Von dieser «Entwicklung» erhält man nun in Graz eine gewisse Vorstellung: Als Antwort auf eine Ausstellung des 63-jährigen österreichischen Künstlers 2008 in den USA konzipierten König, Direktor des Museum Ludwig in Köln, und Pakesch, einst Wests Galerist in Wien und heute Direktor des Kunsthauses Graz, eine umfangreiche «europäische» Retrospektive. Zu sehen sind in dieser Schau Arbeiten aus allen Werkphasen Wests, wenn auch neuere Arbeiten ab 2000 dominieren: heute bescheiden anmutende Passstücke aus Pappmaché, diverse Möbelobjekte, bemalte Skulpturenköpfe oder Installationen und Modelle der grossen, wurstförmigen, metallenen Freiluftplastiken, mit denen West in den vergangenen Jahren reüssierte. Es empfängt die Besucher in Graz vor dem Haupteingang des Kunsthauses auch ein durchaus dekorativer, rosaroter Metallklumpen – «Ein Hod» (2008).
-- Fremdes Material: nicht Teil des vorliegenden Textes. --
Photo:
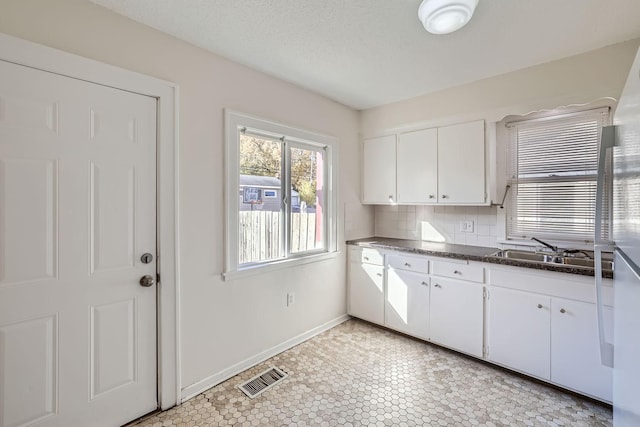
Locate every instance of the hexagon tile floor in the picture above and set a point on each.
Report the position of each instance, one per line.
(358, 374)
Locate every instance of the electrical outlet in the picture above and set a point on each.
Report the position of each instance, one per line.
(466, 226)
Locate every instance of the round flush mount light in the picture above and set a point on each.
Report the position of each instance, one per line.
(445, 16)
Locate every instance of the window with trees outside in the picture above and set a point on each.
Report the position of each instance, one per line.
(280, 203)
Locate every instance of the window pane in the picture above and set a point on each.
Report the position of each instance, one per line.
(553, 166)
(260, 216)
(307, 200)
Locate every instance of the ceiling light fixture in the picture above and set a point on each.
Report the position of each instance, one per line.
(445, 16)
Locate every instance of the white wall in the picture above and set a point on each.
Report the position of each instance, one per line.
(579, 79)
(438, 222)
(223, 323)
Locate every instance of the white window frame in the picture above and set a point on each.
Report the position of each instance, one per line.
(235, 122)
(503, 238)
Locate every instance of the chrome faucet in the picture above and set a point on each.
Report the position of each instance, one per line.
(553, 248)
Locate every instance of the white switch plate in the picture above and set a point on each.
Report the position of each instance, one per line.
(466, 226)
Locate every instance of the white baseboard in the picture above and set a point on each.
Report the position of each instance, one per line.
(207, 383)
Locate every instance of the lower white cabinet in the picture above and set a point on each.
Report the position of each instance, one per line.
(518, 331)
(407, 302)
(542, 324)
(575, 350)
(457, 315)
(366, 289)
(555, 339)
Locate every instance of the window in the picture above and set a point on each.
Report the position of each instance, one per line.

Die Wortspiele des Künstlers, die in bester Wiener Manier oft nicht nur phallisch und fäkal, sondern manchmal auch untergriffig gewählt sind, gehören indes wesentlich zu seinen Arbeiten dazu. Man hängte ihm deswegen gern ein Philosophen-Mäntelchen um – von Wittgenstein bis Leibniz und Hegel –, aber oft bleiben seine Anspielungen aperçuhaft und kalauerartig, wie in der Installation «Dortmund und Gmünd» (1993), die aus zwei Holzschränken besteht, auf denen sich zwei der zahnlosen Kopfskulpturen befinden. Damit wird ein Siebdruck des Bildhauers Roland Goeschl kombiniert (im Wienerischen bedeutet «Goschn» «Fresse» oder schweizerdeutsch «Schnorre») – eine «multidialektische» Mundassemblage also. Verschrecken kann West heute mit seiner Antikunst allerdings nicht mehr so recht, und so sind sein grösstes Problem neuerdings die «schlechten Kopien» seiner Werke, wie er im Katalog feststellt.

Die Psyche

In zahlreichen Interviews hat sich der Künstler auch zur Psychoanalyse von Sigmund Freud oder Lacan geäussert, seine Passstücke sollten Neurosen zu plastischer Gestalt verhelfen. Die Arbeit «Psyche» (1989) besteht aus einem dreibeinigen Tisch mit einem dreiteiligen, boudoirartigen Spiegelaufsatz. In der violett bemalten Tischplatte befindet sich ein Loch, eine Art Abflussröhre – so präsentiert uns West auch Innenschauen in die Lächerlichkeiten der Seele und ist dabei manchmal überaus hellsichtig.

Rückblickend scheint eines seiner grössten Verdienste der Befreiungsschlag gegen die Bedeutungshuberei der Kunstheroen der 1970er Jahre zu sein, gegen Beuys und die – so West – ihn «deprimierenden» Wiener Aktionisten, denen er mit seinen Pseudo-Skulpturen witzige, nonchalante Antimonumente entgegensetzte. «Abseits einer hehren Ästhetik» (West) suchte er seine Kunst-Antworten in Korrespondenz mit der Umgebung und beschrieb dies als seine Methode. Dass seinem Werk mittlerweile selbst die Umgebung abhanden gekommen und dieses auch nicht mehr frei von einer solchen hehren Ästhetik ist, zeigt diese museale Retrospektive ebenfalls.